Analysis of TWEAK Receptor (Fn14) Expression and Function in Non-Small Cell Lung Cancer Cells

Abstract

The cytokine tumor necrosis factor (TNF)-like weak inducer of apoptosis (TWEAK) is a TNF superfamily member that is expressed by multiple cell types and is involved in many functions including proliferation, migration, survival, differentiation, de-differentiation, or cell death. It is the only ligand for the TNF receptor (TNFR) superfamily member Fibroblast Growth Factor-Inducible 14 (Fn14). The TWEAK:Fn14 signaling axis mediates multiple cellular processes including inflammation, angiogenesis, cell growth and death, and progenitor differentiation to aid in wound repair. Fn14 is overexpressed in over a dozen solid tumor types and constitutive signaling of the receptor is thought to be involved in tumor growth and metastasis.

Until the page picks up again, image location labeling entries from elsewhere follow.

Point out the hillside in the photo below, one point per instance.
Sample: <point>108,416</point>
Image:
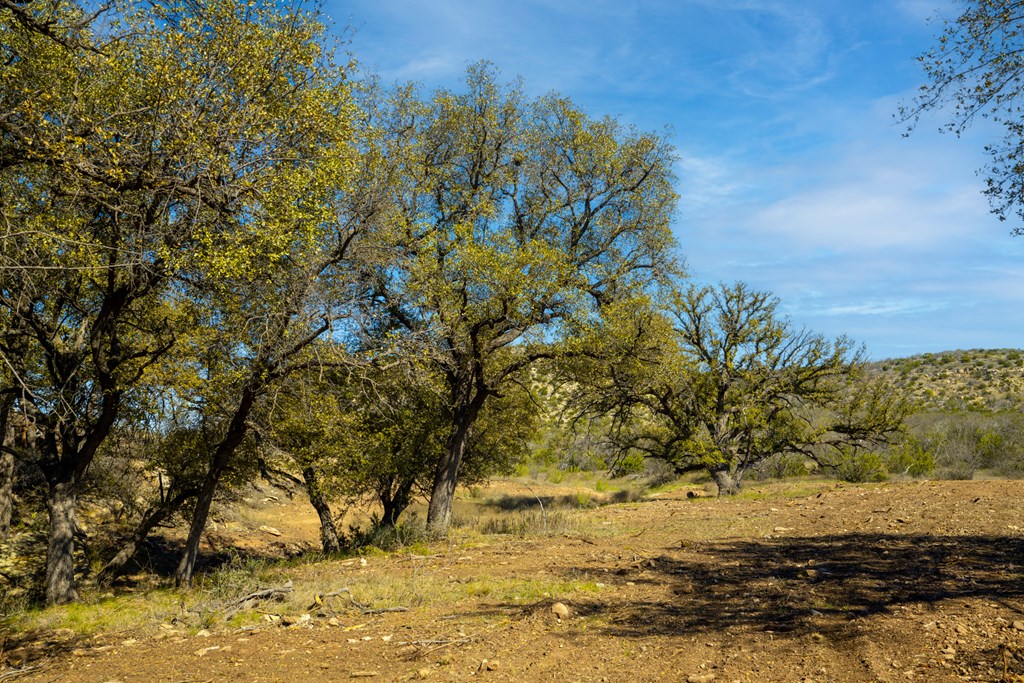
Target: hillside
<point>976,379</point>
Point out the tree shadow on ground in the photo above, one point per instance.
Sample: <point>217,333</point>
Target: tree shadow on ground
<point>804,585</point>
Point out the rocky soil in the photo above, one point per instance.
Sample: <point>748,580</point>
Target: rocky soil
<point>897,582</point>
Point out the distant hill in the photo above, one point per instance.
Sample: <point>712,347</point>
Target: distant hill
<point>976,379</point>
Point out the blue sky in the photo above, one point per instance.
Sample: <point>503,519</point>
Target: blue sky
<point>794,175</point>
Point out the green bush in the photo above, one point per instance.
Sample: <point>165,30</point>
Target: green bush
<point>862,466</point>
<point>909,459</point>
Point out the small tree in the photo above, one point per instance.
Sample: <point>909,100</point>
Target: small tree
<point>720,382</point>
<point>379,433</point>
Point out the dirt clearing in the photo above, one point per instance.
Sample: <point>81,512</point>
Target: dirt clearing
<point>807,582</point>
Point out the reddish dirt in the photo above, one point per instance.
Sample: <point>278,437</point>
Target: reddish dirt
<point>899,582</point>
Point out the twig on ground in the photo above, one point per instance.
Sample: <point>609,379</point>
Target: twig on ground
<point>259,596</point>
<point>440,644</point>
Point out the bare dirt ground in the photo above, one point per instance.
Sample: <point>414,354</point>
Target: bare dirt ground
<point>825,582</point>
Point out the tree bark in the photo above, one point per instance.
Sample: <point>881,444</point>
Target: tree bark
<point>727,484</point>
<point>6,493</point>
<point>59,554</point>
<point>221,459</point>
<point>470,396</point>
<point>395,503</point>
<point>329,534</point>
<point>155,515</point>
<point>6,466</point>
<point>445,480</point>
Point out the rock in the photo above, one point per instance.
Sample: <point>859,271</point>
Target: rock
<point>699,678</point>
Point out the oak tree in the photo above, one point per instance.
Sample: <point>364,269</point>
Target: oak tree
<point>514,222</point>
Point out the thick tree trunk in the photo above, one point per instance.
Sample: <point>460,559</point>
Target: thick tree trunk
<point>329,534</point>
<point>153,516</point>
<point>445,480</point>
<point>6,493</point>
<point>60,553</point>
<point>469,395</point>
<point>727,485</point>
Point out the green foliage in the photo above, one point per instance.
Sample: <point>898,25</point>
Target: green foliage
<point>974,71</point>
<point>513,224</point>
<point>720,382</point>
<point>861,466</point>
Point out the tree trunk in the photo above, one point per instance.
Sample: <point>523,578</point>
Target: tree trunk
<point>221,458</point>
<point>445,480</point>
<point>394,504</point>
<point>182,575</point>
<point>727,485</point>
<point>153,516</point>
<point>6,467</point>
<point>329,534</point>
<point>6,493</point>
<point>60,553</point>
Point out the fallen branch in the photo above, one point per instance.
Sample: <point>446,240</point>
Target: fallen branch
<point>322,599</point>
<point>259,596</point>
<point>440,644</point>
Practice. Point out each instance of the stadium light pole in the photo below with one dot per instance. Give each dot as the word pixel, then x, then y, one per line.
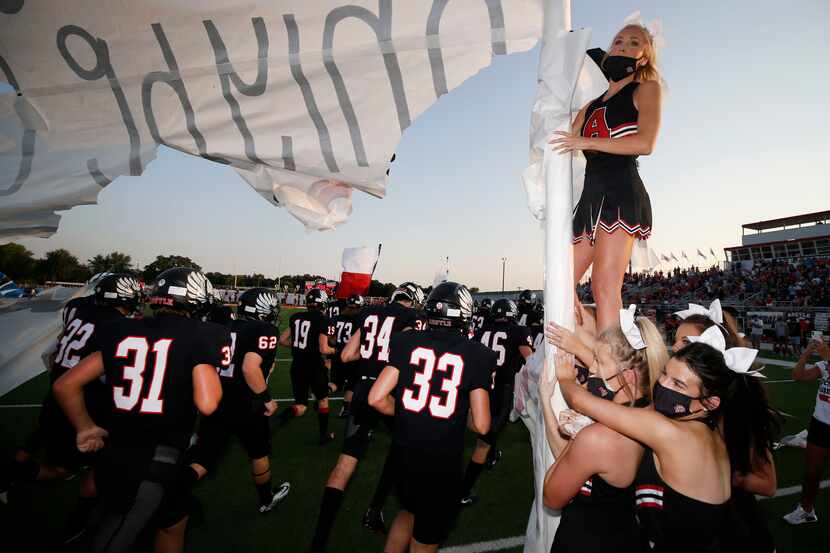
pixel 503 263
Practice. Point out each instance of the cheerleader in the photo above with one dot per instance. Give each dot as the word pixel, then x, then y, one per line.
pixel 612 131
pixel 702 427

We previously showed that Fn14 levels are elevated in non-small cell lung cancer (NSCLC) tumors and NSCLC cell lines expressing constitutively activated Epidermal Growth Factor Receptor (EGFR) mutants. Also, we found that treatment of EGFR-mutant cells with erlotinib, (an EGFR tyrosine kinase inhibitor that is FDA-approved for use in the treatment of advanced NSCLC) decreases Fn14 levels and that Fn14 levels regulate NSCLC cell migration in vitro. In the present study, we extended these findings by showing that Fn14 levels also regulate NSCLC cell invasion. We also provide evidence that EGFR-mutant NSCLC cells that express high levels of Fn14 exhibit constitutive activation of the cytoplasmic tyrosine kinase Src. We found that inhibition of Src activity in NSCLC cells by dasatinib decreases Fn14 gene expression at both the mRNA and protein levels. Src depletion in NSCLC cells by siRNA also downregulates Fn14 protein expression. Finally, we show that Fn14 expression is significantly higher in an NIH 3T3 cell line engineered to express the constitutively active v-Src oncoprotein in comparison to parental NIH 3T3 cells, and that the NIH 3T3/v-Src cells require Fn14 expression for full invasive capacity. Taken together, these data demonstrate a functional role for Fn14 in NSCLC cell invasion and identify the Src tyrosine kinase as a new regulator of Fn14 gene expression.